— Я так испугался, когда ты пропала. Не пропадай больше, ладно?
— Ладно, — киваю я, обещая сама не зная что.
— Пусть Али будет с тобой, хорошо?
— Хорошо, — не спорю я.
— Я не буду вынюхивать то, что ты сама не захочешь мне рассказать, но ты постарайся рассказывать хотя бы самое важное, договорились?
— Конечно!
Он смеется, и в глазах ни капли веры моим обещаниям, и я тоже от этого смеюсь.
— Я вообще-то серьезно! Вдруг я разозлюсь и запру тебя с своей сокровищнице? — говорит он то ли всерьез, то ли шутя, — Ты знаешь, что у нас до сих пор есть сокровищницы? — он вдруг мрачнеет, — А ты обидишься и сбежишь.
— Догонялки? — я представляю себе и едва сдерживаю предвкушение, — Чур я первая вожу…
Он взял вдруг мою руку, уложил ладонь на свою щеку и, устало, но и облегченно выдохнув, прижался к ней губами. Так осторожно, долго и нежно, словно это не обычная рука, а настоящая драгоценность, словно я сама — драгоценность. Не потому что Роашат, не потому что… просто вот такая.

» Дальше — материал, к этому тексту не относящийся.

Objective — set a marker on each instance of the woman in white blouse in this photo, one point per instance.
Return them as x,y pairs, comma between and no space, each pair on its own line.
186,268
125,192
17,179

Сердце замерло в восхищении и непонятной тоске, откуда-то вылезло совершенно несвойственное мне смущение. В глазах вскипели слезы, а он чуть приподнимает веки и смотрит снизу-вверх сквозь ресницы и довольно улыбается. И откуда только у него вдруг взялось столько улыбок!
— С тобой столько проблем, ты знаешь! — бросает он, но продолжает смотреть так, что сладко щемило в груди, — Так неудобно…
С ответом я не теряюсь, хоть щеки и непривычно горят.
— Все лучшее не может доставаться просто!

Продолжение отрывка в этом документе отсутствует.